Håkan knew all about it. The day the rear crew left, we lay low at the edge of the forest, watching the log drivers. They were walking along the shore, while a rowing boat was out on the water. Now and then one of them found a log and dragged it into the water, and then the men in the boat took over. We could hear their voices. It was still spring; we heard them talking, but we couldn’t hear what they said. And I remember how Håkan and I lay there in the undergrowth at the edge of the forest, out of view and motionless, watching the log drivers draw nearer as they talked to one another. When they reached the ditch where we had hidden our three logs, they stopped for a while and had a smoke, and I can still remember how clearly I could hear Håkan’s breathing and my own heartbeat—as distinctly as if they were echoing in the cool spring air.

But they walked on. And they didn’t see the logs. The next day the lake was empty of timber and log drivers, and the rear crew had gone for another year. But we still had the logs. And the lake was ours. We alone had command of it now, for the whole summer.

We waited two days, just in case. But I remember being woken early on the morning of the third day by someone knocking on my window. It was Håkan, who had climbed up the fire escape to the first floor and was hanging there, making faces and sticking out his tongue and tapping on the pane of glass. I got up and walked across the floor, which was comfortably cool under my feet, and I could see that Håkan was holding something in his hand: a hammer. We were going to do it today. Right now.

I threw on some clothes. I must have eaten breakfast as well, but it couldn’t have taken long. I ran out. Håkan was sitting behind the house, by the wall, wearing his red shirt and blue plimsolls, holding the hammer and a packet of three-inch nails, and smiling at me as I approached.

“Now, damn it,” he said, “we’re going to start building!”

That morning we began constructing the raft. We dragged the logs out into the water again, placed the longest in the middle and the other two on either side, and whacked some struts on top. One cross plank at the front, which we nailed onto the logs; three planks in the middle and two at the rear. We used three-inch nails, except at the back, where we used six-inch ones that Håkan had got hold of somewhere.

“When we don’t need it any more,” he said in a thick voice, his mouth full of nails, “we’ll chuck the planks away and pull the nails out. If we leave the nails in, it’s really bad for the saw blade. And it ruins the old boys’ piecework rate.”

He worked in silence for a moment, and then he said, “You mustn’t forget the piecework rate.”

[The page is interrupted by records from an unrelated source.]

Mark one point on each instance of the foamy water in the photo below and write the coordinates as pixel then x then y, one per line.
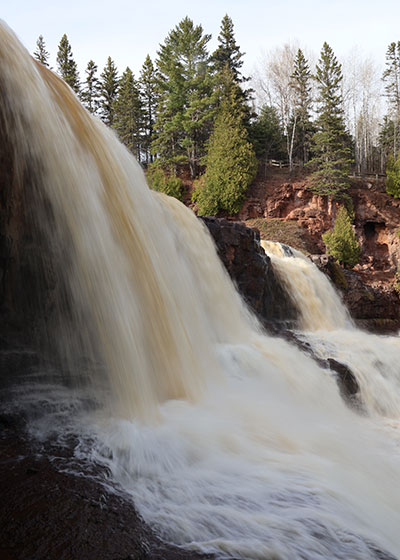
pixel 228 440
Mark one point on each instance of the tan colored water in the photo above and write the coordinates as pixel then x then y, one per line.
pixel 229 441
pixel 319 304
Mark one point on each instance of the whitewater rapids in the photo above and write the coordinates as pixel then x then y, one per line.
pixel 228 440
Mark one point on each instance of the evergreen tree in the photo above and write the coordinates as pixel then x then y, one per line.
pixel 108 91
pixel 149 97
pixel 167 183
pixel 91 92
pixel 128 113
pixel 341 242
pixel 393 176
pixel 331 143
pixel 228 55
pixel 301 84
pixel 267 136
pixel 41 54
pixel 228 52
pixel 387 137
pixel 185 107
pixel 66 65
pixel 392 88
pixel 231 162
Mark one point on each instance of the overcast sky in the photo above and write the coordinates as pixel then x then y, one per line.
pixel 127 30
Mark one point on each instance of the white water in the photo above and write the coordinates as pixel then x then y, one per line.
pixel 228 440
pixel 319 304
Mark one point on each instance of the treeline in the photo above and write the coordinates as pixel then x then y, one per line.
pixel 194 109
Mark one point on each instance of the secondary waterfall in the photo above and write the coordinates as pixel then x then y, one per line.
pixel 319 304
pixel 374 360
pixel 228 440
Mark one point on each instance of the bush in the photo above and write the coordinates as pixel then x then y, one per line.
pixel 341 241
pixel 168 184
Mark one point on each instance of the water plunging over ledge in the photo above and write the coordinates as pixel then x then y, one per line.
pixel 229 441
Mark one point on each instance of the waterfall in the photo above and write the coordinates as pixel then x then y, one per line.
pixel 229 441
pixel 319 304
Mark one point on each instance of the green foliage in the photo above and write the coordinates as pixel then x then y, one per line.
pixel 109 84
pixel 66 65
pixel 148 98
pixel 127 108
pixel 393 176
pixel 301 85
pixel 160 181
pixel 228 52
pixel 90 95
pixel 396 284
pixel 266 135
pixel 185 107
pixel 331 143
pixel 41 54
pixel 231 162
pixel 341 242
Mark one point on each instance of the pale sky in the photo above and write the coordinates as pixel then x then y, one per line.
pixel 127 30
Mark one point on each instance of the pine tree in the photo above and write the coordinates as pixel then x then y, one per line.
pixel 301 84
pixel 228 55
pixel 66 65
pixel 393 176
pixel 91 92
pixel 228 52
pixel 231 162
pixel 185 107
pixel 128 113
pixel 392 88
pixel 331 143
pixel 149 98
pixel 266 135
pixel 341 242
pixel 41 54
pixel 109 84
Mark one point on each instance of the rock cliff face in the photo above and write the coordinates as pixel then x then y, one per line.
pixel 250 269
pixel 370 294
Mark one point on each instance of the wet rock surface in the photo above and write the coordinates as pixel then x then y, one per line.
pixel 250 269
pixel 56 507
pixel 374 306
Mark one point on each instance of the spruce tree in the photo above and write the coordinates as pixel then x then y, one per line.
pixel 228 52
pixel 228 55
pixel 66 65
pixel 231 163
pixel 109 84
pixel 128 113
pixel 41 54
pixel 185 106
pixel 301 84
pixel 91 92
pixel 341 241
pixel 393 176
pixel 266 135
pixel 149 98
pixel 331 142
pixel 391 77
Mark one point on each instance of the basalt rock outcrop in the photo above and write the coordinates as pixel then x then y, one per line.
pixel 374 306
pixel 250 269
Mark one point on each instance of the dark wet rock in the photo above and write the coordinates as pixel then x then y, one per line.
pixel 250 269
pixel 346 379
pixel 48 514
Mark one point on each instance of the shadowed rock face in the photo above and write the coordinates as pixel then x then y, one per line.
pixel 250 269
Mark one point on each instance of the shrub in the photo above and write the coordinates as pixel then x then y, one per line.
pixel 341 241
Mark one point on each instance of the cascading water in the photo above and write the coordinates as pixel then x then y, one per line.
pixel 319 304
pixel 229 441
pixel 374 360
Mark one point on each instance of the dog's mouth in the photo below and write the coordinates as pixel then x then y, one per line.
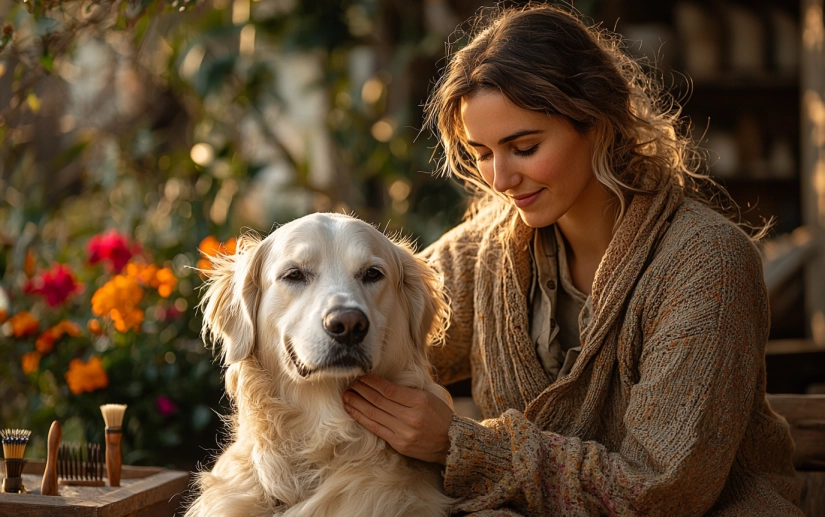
pixel 341 359
pixel 302 369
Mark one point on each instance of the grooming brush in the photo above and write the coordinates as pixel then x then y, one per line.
pixel 80 465
pixel 113 416
pixel 14 445
pixel 48 485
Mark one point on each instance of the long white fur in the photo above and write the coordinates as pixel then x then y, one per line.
pixel 293 450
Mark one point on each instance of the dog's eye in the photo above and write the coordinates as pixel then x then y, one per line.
pixel 373 274
pixel 294 275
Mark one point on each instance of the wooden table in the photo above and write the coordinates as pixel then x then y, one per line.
pixel 144 492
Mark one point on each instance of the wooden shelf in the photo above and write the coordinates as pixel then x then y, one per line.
pixel 144 492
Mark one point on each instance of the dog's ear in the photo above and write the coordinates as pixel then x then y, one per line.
pixel 426 299
pixel 230 303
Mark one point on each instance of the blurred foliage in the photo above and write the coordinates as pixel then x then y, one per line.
pixel 169 122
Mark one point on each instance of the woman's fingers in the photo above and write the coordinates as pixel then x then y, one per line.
pixel 373 405
pixel 414 422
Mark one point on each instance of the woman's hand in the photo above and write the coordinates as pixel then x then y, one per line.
pixel 414 422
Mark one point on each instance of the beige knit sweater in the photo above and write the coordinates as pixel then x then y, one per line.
pixel 664 412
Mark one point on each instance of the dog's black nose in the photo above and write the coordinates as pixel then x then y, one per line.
pixel 347 326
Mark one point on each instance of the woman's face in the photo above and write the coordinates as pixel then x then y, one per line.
pixel 540 162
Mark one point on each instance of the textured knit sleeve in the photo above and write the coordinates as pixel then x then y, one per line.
pixel 703 338
pixel 454 257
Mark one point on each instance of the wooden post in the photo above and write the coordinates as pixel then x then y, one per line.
pixel 812 170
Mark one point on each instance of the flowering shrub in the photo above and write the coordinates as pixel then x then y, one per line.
pixel 109 324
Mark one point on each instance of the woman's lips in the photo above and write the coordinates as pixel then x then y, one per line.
pixel 525 199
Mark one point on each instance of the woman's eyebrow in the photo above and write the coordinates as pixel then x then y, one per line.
pixel 509 138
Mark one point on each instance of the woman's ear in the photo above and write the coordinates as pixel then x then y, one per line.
pixel 230 304
pixel 426 299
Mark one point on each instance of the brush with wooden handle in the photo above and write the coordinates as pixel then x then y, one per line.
pixel 48 485
pixel 113 416
pixel 14 445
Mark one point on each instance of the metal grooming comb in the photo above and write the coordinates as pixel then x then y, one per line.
pixel 80 465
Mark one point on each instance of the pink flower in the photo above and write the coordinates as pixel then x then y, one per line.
pixel 55 285
pixel 113 247
pixel 165 406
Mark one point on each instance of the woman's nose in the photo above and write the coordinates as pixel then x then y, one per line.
pixel 504 177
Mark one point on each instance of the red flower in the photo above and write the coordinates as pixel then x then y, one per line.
pixel 113 247
pixel 55 285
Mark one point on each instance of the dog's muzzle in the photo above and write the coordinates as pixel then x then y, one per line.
pixel 347 326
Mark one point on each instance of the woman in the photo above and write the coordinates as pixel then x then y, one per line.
pixel 613 324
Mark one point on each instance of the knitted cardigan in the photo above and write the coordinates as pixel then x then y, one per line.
pixel 664 412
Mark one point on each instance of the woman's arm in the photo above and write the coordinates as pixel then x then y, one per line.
pixel 683 425
pixel 684 421
pixel 454 257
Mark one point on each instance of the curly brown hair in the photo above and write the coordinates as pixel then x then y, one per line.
pixel 545 58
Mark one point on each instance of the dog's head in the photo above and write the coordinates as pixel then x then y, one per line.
pixel 326 295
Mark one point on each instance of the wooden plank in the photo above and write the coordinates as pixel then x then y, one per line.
pixel 806 416
pixel 813 493
pixel 142 488
pixel 812 170
pixel 793 346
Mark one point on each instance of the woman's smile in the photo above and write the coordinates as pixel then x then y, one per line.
pixel 539 161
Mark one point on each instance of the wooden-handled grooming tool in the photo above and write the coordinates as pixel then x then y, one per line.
pixel 14 445
pixel 113 416
pixel 48 486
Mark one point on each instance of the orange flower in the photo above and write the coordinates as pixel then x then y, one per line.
pixel 211 247
pixel 95 327
pixel 150 275
pixel 129 319
pixel 86 376
pixel 23 324
pixel 143 273
pixel 30 362
pixel 119 299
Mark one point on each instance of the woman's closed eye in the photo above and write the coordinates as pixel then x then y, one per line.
pixel 527 152
pixel 518 152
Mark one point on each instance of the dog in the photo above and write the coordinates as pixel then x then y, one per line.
pixel 301 314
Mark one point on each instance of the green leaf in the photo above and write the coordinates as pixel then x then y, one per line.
pixel 47 60
pixel 201 417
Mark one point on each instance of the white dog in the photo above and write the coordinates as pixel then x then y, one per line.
pixel 301 314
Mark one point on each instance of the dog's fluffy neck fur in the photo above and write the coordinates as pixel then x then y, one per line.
pixel 305 441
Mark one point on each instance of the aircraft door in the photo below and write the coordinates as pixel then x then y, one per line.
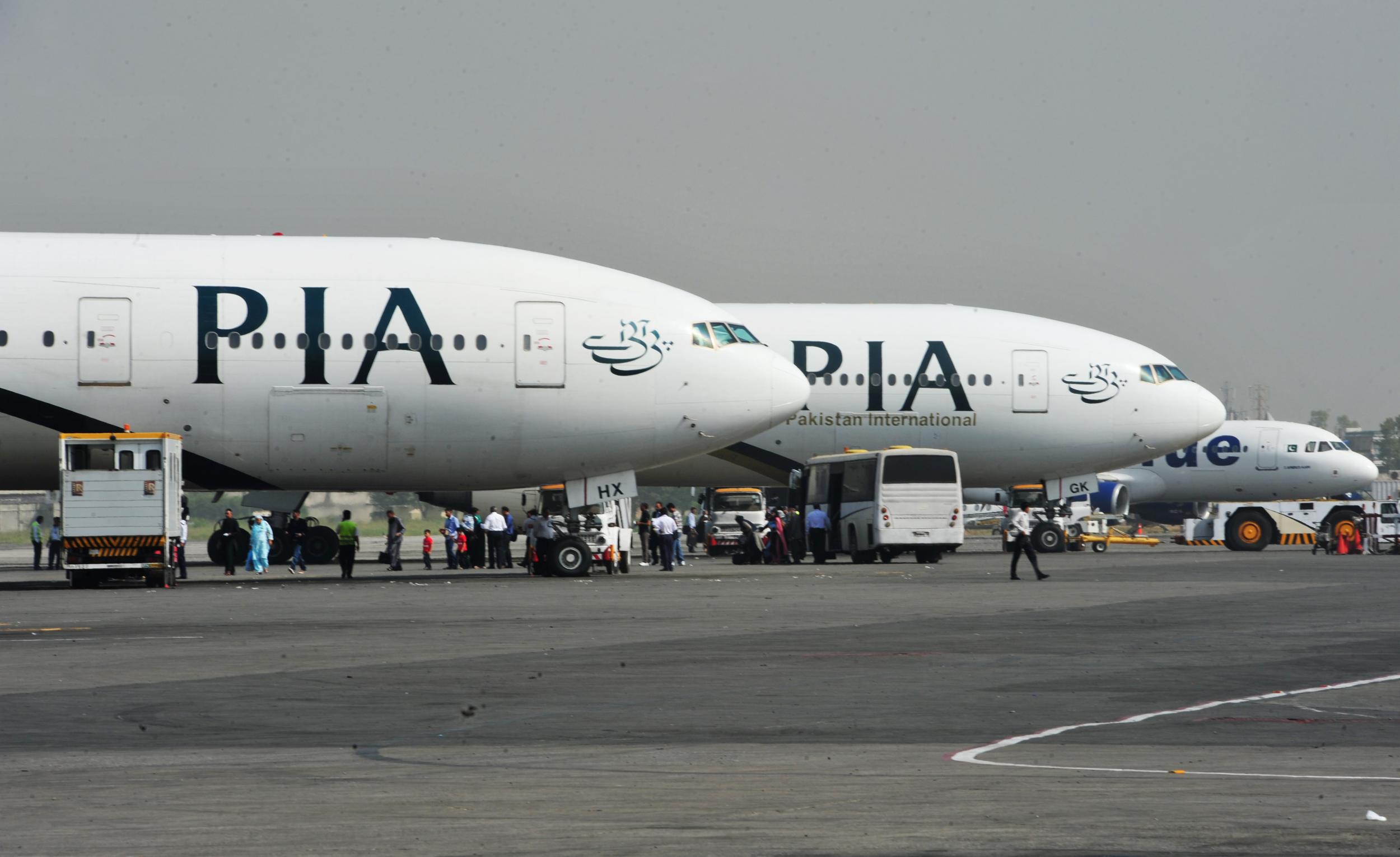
pixel 104 341
pixel 539 344
pixel 1267 450
pixel 1029 388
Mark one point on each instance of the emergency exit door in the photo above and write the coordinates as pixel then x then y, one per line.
pixel 104 341
pixel 1267 450
pixel 1029 381
pixel 539 344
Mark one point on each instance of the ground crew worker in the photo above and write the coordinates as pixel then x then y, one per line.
pixel 349 537
pixel 55 542
pixel 816 527
pixel 297 532
pixel 37 537
pixel 1018 528
pixel 665 527
pixel 228 535
pixel 395 546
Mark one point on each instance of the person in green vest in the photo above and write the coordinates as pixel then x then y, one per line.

Håkan was only a year older than me, but he knew a huge amount and he taught me lots of things. I remember that summer very well: we built a raft of three logs; it had a sail on it; Håkan was there. It was the summer I was nine and he was ten. It was 1943.

It only took a day to finish it.

*

Håkan weighed thirty-eight kilos and I weighed thirty-five. The logs lay deep in the water. Generally, only a tenth of the log sticks up. It depends partly on how green it is. Some are pretty much sunken timber, while others float high in the water. Together, we weighed seventy-three kilos. When the wind blew, the waves nearly always splashed over the deck and came up in the gap between the logs. The water was quite cold to begin with, no more than 14 to 15 degrees; we were wearing wellingtons. Apart from that, the raft was well kitted out. For the most part, we pushed ourselves along. The pole was exactly three metres long and reached quite a distance out. Two pieces of plank were supposed to be paddles (but it was almost impossible to paddle; very slow at any rate). We had provisions in a small food container right at the back (secured with a one-inch nail to the rear platform). They consisted of: 1 bottle of water, 1 piece of sausage (10 cm long), 1 half-loaf, 8 biscuits, 1 knife, 100 grams margarine, 20 sugar cubes, 1 small tin of treacle (a kind of dark syrup that the cows were given, but Håkan maintained it was better than ordinary syrup; I didn’t like treacle myself, but he wanted to take a tin with us and I didn’t argue). Those were our provisions. Our armoury on the raft was a wooden crossbow with six arrows, a willow slingshot for pine cones plus ammunition (thirty-five cones) and Håkan’s old catapult with spare elastic and ten smallish stones.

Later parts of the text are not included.